Common gaps in insurance coverage filled by crime and fidelity insurance coverage:
- Coverage over both operating and reserve accounts of the Association.
- Reliance on the property manager's crime and fidelity insurance coverage, because the majority of "money crimes" are not the manager.
- Coverage of Board members, committee members, volunteers, spouses, bookkeepers, accountants, and cleaning staff
This is liability insurance that is in excess of specified other policies and also potentially primary insurance for losses not covered by the Association's other policies.
Typical gaps include:
- "Excess Insurance" vs. true "Umbrella." Excess insurance is subject to all of the terms and conditions of the policy beneath it. In the event of a conflict, it is the underlying policy provisions that take precedence. There are no such limitations with an umbrella policy.
- Association has an umbrella policy, but the policy does not cover directors and officer liability or general liability.

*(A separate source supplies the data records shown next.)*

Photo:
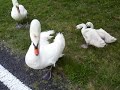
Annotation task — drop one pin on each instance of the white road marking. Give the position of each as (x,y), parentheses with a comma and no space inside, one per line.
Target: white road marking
(11,81)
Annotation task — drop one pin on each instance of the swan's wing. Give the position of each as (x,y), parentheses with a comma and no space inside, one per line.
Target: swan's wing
(45,36)
(106,36)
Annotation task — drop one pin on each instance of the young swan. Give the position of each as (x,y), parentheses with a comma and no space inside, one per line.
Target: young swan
(18,13)
(103,34)
(91,36)
(41,53)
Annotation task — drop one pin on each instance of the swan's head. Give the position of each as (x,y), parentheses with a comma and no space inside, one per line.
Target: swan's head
(35,29)
(80,26)
(89,25)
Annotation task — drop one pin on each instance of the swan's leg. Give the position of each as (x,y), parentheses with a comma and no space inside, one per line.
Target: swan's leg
(47,76)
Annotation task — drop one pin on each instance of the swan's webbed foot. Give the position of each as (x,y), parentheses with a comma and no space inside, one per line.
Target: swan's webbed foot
(84,46)
(47,76)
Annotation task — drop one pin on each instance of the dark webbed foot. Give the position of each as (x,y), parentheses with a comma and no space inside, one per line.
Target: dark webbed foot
(22,26)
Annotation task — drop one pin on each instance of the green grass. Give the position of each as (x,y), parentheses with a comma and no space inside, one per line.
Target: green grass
(90,69)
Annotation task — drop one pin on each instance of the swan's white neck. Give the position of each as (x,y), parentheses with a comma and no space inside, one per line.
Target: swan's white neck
(83,26)
(15,2)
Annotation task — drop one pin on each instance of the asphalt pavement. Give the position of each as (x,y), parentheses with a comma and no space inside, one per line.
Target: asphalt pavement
(31,78)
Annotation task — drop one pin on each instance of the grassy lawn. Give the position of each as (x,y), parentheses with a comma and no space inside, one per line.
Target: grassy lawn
(90,69)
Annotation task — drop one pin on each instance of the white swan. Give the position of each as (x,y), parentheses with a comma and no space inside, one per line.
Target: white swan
(18,13)
(103,34)
(41,53)
(91,36)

Also, it is a good idea to purchase an umbrella policy if your community has a pool, playground, park, or is a condominium.
This type of insurance coverage provides replacement and medical benefits to employees injured in the course of employment. Any Association in North Carolina with three (3) or more employees is required to carry this type of insurance, and if the Association has even one (1) single employee, the Board members are considered to be employees of the Association despite being volunteers.
There are many Associations that believe they do not have any employees, so they do not purchase workers compensation insurance, but remember, just because the Association classifies the person as an independent contractor does not mean the State of North Carolina will not consider them an employee. This type of insurance is generally very affordable, and it protects the Association against uninsured contractors and Association volunteers when they are injured working/volunteering on behalf of the Association. There simply is no reason not to purchase this type of insurance coverage for your Community Association.
Make Sure Your Chute is Packed Properly
Accordingly, we strongly recommend that every Community Association deliberately review their insurance policies on an annual basis and obtain Insurance to Value reports every 24 months to make sure the Association is not self-insuring any of the gaps in coverage listed in this article. Ultimately, there is no one-size-fits-all, but all Community Associations should use their insurance professionals as a resource to get the right types and amounts of insurance coverages in place each year. Most importantly, remember that getting the right insurance coverage in place for your community is more than simply focusing on the cost of the policy, its coverage limits, and the amount of the deductible.
The content of this article is intended to provide a general guide to the subject matter. Specialist advice should be sought about your specific circumstances.